The information fusion stage resulted in a final dataset of 3748 molecule–assay combinations, corresponding to 1052 unique compounds. The distribution of the target variable was well-balanced, with 51.2% active cases and 48.8% inactive cases, providing favorable conditions for supervised learning without the need for additional resampling techniques. In terms of biological diversity, the dataset included 101 protein targets associated with Ca²⁺-dependent signaling pathways, such as calmodulin, myosin light chain kinase, and epidermal growth factor receptor (EGFR). This diversity confers both biological relevance and complexity to the dataset. Additionally, the presence of 19 species, 11 cell types, and multiple assay conditions captured a wide spectrum of experimental variability, enhancing the representativeness of the model. The definition of the objective function and reference function enabled the integration of heterogeneous bioactivity measures (IC₅₀, Kᵢ, inhibition %) into a binary classification scheme. A threshold of 100 nM for IC₅₀/K_i and 70% for inhibition assays was applied, resulting in a clear separation between active and inactive cases.

3.2. LIFE.PTML Non-Linear Models

Several non-linear machine learning models were trained to predict compound activity under specific assay conditions. These included ensemble methods (XGBoost, Gradient Boosting, Random Forest), support vector machines (SVM with RBF kernel), decision trees, and k-nearest neighbors (KNN). Each model was optimized via Grid Search or Randomized Search and evaluated using an 80/20 training/test split. ROC curves were calculated for both training and test sets to assess discriminative performance across models (Figure 2).

A detailed comparison of the optimized hyperparameters and performance statistics for all non-linear models is presented in Table 1. The comparison of non-linear classifiers highlighted substantial differences in predictive behavior. Ensemble methods, particularly XGBoost and Gradient Boosting, consistently outperformed other approaches across all evaluation metrics.

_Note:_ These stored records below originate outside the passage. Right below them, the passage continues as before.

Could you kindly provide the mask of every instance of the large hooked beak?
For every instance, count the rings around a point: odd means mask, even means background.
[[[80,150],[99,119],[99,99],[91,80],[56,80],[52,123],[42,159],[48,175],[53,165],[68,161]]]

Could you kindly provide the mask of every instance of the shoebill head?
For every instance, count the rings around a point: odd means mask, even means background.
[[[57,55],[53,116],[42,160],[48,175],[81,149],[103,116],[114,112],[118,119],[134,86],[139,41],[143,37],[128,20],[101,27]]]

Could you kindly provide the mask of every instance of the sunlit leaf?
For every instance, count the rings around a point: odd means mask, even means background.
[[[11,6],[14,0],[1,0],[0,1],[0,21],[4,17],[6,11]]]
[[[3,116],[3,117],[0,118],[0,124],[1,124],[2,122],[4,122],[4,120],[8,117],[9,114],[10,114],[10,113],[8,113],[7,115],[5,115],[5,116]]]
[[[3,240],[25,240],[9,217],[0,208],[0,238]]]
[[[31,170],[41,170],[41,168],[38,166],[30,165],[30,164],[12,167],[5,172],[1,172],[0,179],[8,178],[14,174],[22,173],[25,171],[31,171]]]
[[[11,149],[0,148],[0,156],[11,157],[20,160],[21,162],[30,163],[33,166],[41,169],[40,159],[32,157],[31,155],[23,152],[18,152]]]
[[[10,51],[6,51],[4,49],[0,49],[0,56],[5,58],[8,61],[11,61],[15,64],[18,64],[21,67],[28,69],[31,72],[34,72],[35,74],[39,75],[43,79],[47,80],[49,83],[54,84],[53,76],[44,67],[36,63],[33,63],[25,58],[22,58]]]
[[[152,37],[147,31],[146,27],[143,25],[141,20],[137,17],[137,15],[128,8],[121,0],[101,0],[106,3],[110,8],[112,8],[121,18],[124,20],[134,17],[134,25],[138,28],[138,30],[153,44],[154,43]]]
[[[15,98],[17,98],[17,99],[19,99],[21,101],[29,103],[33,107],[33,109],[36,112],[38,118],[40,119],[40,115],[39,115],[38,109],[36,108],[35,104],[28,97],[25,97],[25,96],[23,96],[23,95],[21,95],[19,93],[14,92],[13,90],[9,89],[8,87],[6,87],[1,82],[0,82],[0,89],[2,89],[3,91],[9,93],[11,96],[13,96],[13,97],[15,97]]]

XGBoost achieved the most balanced performance, with a test accuracy of 88.9% and ROC AUC of 0.959, indicating excellent discriminative power. Training metrics were markedly higher (accuracy 97.3%, AUC 0.999), suggesting a degree of overfitting; however, the test set performance confirmed good generalization capacity. Gradient Boosting displayed very similar performance (test accuracy 89.5%, ROC AUC 0.958), with slightly better calibration between sensitivity and specificity. In contrast, models such as Random Forest also reached strong AUC values (0.947), but with greater variability in sensitivity and precision. KNN severely overfit the training data (accuracy 99.6%) and underperformed in the test set (accuracy 83.3%), underscoring its limited applicability in high-dimensional descriptor spaces. SVM also lagged behind, with reduced ROC AUC (0.864), consistent with the challenges of capturing non-linear relationships without extensive kernel optimization (Table 1).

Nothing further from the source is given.